InSight: Indigenous Youth, Digital Images, and Violence Prevention Final Report

In fall 2011, seven American Indian youth living in the greater Los Angeles area were given digital cameras. After a week of brainstorming sessions and photography instruction, they generated five themes around which they would create a series of images.

The themes were:

  • Where we come from
  • Life
  • Things we want to ignore
  • Ways we avoid violence

The youths gave the InSight researchers approximately 1,900 photographs and selected from their images the ones they wanted to represent the group’s themes. The selected images represent a deep and intimate engagement with the photographers’ location, identity, families (including pets), and dreams for the future. They are visual meditations on the structuring of violence through urban landscapes and surrounding poverties, as well as the importance of relationships, particularly with friends and family members.
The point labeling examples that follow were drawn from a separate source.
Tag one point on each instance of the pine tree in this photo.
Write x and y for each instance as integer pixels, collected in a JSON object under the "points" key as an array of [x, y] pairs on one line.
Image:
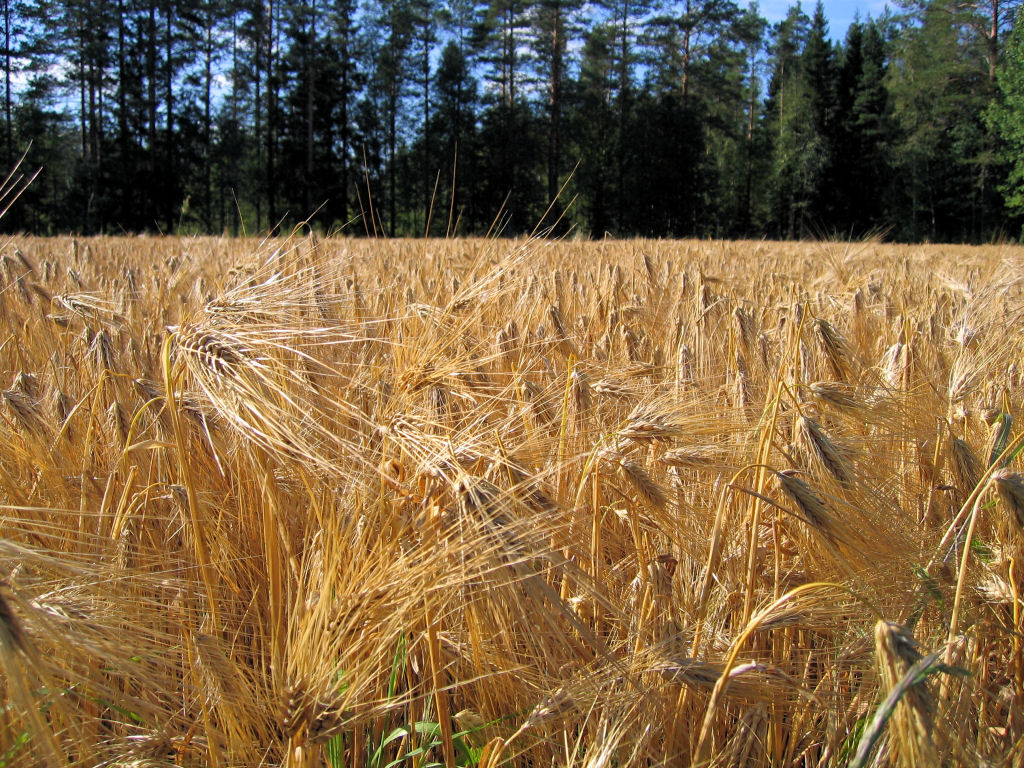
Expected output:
{"points": [[1006, 116]]}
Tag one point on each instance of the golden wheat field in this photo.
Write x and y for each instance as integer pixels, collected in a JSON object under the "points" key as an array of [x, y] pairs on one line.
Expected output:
{"points": [[480, 503]]}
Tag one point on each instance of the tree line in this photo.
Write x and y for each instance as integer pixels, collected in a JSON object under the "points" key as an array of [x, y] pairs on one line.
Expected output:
{"points": [[602, 117]]}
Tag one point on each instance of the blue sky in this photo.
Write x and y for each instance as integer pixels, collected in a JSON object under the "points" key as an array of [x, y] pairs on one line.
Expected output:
{"points": [[840, 14]]}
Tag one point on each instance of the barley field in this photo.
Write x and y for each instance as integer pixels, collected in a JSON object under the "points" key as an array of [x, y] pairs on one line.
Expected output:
{"points": [[478, 503]]}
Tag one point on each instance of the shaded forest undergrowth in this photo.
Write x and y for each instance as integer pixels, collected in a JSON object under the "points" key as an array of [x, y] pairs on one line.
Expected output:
{"points": [[335, 502]]}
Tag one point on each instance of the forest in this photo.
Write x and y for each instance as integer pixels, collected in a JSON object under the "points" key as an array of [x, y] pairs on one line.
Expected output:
{"points": [[619, 118]]}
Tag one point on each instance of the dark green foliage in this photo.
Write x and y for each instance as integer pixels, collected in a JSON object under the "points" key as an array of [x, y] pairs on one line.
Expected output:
{"points": [[686, 118]]}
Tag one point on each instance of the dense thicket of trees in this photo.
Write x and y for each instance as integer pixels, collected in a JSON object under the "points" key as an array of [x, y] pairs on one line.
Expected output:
{"points": [[406, 117]]}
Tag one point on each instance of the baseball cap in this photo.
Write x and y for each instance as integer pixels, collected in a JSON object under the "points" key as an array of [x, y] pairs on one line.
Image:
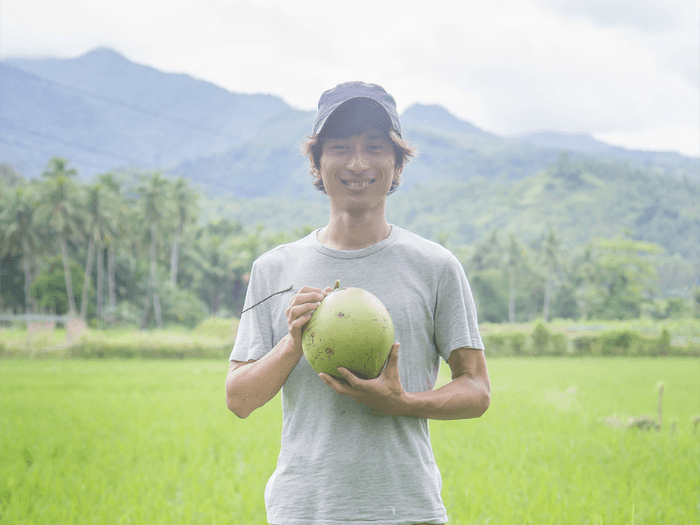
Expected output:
{"points": [[332, 98]]}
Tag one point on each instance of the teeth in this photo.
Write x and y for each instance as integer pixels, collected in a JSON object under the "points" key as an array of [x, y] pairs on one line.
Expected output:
{"points": [[358, 184]]}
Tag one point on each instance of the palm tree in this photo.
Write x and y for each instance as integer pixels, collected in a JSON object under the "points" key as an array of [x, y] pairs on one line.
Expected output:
{"points": [[98, 228], [116, 204], [586, 276], [185, 202], [20, 236], [59, 211], [152, 195], [489, 253], [550, 258], [513, 262]]}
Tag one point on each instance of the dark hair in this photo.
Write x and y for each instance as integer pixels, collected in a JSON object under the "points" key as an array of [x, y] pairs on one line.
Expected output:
{"points": [[354, 117]]}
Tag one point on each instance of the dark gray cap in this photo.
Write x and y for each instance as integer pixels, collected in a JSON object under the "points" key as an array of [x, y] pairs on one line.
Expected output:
{"points": [[331, 99]]}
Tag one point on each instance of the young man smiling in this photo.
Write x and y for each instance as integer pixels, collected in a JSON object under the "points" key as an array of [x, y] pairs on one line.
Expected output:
{"points": [[360, 451]]}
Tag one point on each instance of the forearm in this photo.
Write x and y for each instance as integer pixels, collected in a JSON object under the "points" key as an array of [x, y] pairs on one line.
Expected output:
{"points": [[252, 385], [461, 398]]}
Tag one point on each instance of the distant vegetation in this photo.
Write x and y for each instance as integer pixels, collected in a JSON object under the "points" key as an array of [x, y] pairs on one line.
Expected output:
{"points": [[578, 240]]}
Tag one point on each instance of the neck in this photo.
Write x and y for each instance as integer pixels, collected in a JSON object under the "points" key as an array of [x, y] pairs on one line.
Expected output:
{"points": [[346, 231]]}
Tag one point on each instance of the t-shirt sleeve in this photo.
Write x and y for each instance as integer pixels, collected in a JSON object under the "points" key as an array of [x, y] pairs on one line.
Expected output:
{"points": [[456, 323], [255, 332]]}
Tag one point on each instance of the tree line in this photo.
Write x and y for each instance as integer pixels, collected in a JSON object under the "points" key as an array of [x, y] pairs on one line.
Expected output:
{"points": [[116, 251]]}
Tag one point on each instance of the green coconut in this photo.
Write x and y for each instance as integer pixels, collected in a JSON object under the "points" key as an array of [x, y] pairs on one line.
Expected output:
{"points": [[350, 328]]}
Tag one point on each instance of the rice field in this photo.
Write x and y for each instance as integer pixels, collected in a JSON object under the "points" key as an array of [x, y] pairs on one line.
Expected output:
{"points": [[151, 441]]}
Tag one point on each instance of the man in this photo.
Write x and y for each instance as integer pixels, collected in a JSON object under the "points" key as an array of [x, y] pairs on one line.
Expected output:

Photography can reveal ways in which the world is constructed – through systems of meaning, optical vantage points, visual manipulation, and the contextual terms of presentation and reception. Its elasticity bears relevance in fields as varied as art, ethnography, state surveillance, citizen journalism, memory and recollection, debates around (visual) empiricism, and the significance of communal rituals and bonding. Visual literacy, digital acuity, and critical faculties can be crucial for contemporary cultural citizenship.

The InSight project was a collaboration between UCLA’s Gender Studies Department and the American Indian Studies Center with support and assistance from the American Indian Community Council, Los Angeles.